La buona scuola? Molto meglio il buono-scuola

Proprio in queste settimane la politica italiana si è affannata a riproporci l’ennesima riforma della scuola.

Il governo Renzi ha chiamato la legge: Buona scuola. Sarebbe stato sufficiente cambiare una vocale e la riforma sarebbe stata spettacolare. In un piccolo saggio in uscita per i tipi della Rubbettino, il nostro favoloso Dario Antiseri riepiloga la vecchia ma sempre giovane proposta del Buono scuola.

L’idea del buono scuola è talmente di buon senso che non si riesce a capire per quale dannato motivo non sia stata già adottata. O meglio si capisce troppo bene: esso metterebbe in competizione pubblico e privato e renderebbe del tutto superflui alcuni giganteschi sprechi di Stato a cui corrispondono consorterie ben identificate.

Intanto fa bene Antiseri a sgomberare subito nel primo capitolo un equivoco: «Chi difende la scuola libera non è affatto contrario alla scuola di Stato; è solo contrario al suo monopolio».
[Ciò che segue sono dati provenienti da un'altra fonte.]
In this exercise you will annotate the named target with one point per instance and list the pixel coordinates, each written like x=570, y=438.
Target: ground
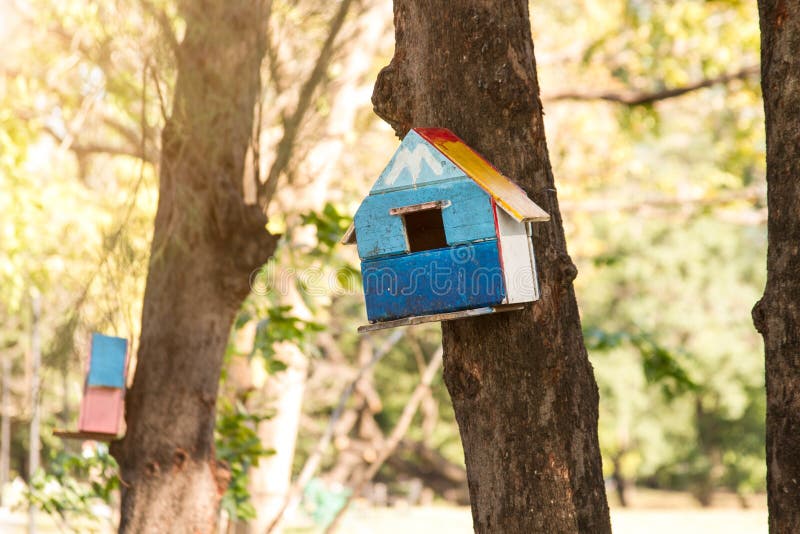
x=652, y=512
Oggi si sta dibattendo sulle vacanze dei professori. In una scuola libera a decidere sarebbe il mercato e cioè le famiglie degli studenti: sceglierebbero l’istruzione per i propri figli anche in funzione di un’offerta diversificata sotto questo aspetto.

Antiseri, rispolverando Popper, ci spiega come la competizione (anche quella tra scuole) sia la più alta forma di collaborazione e finalmente in poche righe ci ricorda la proposta e la filosofia di Milton Friedman sul tema. «Una società stabile e democratica – scrive il premio Nobel per l’economia – è impossibile senza un certo grado di alfabetismo e senza una diffusa accettazione di alcuni complessi comuni di valori. L’educazione di mio figlio contribuisce anche al vostro benessere…».

Da ciò deriva la possibilità, anche per un liberista come Friedman, di un intervento pubblico, ma attraverso la concessione ai genitori «di titoli di credito per servizi scolastici approvati». L’intervento dello Stato dunque deve essere volto al finanziamento delle famiglie e non necessariamente alla fornitura del servizio, che le famiglie dovrebbero essere libere di acquistare sul mercato.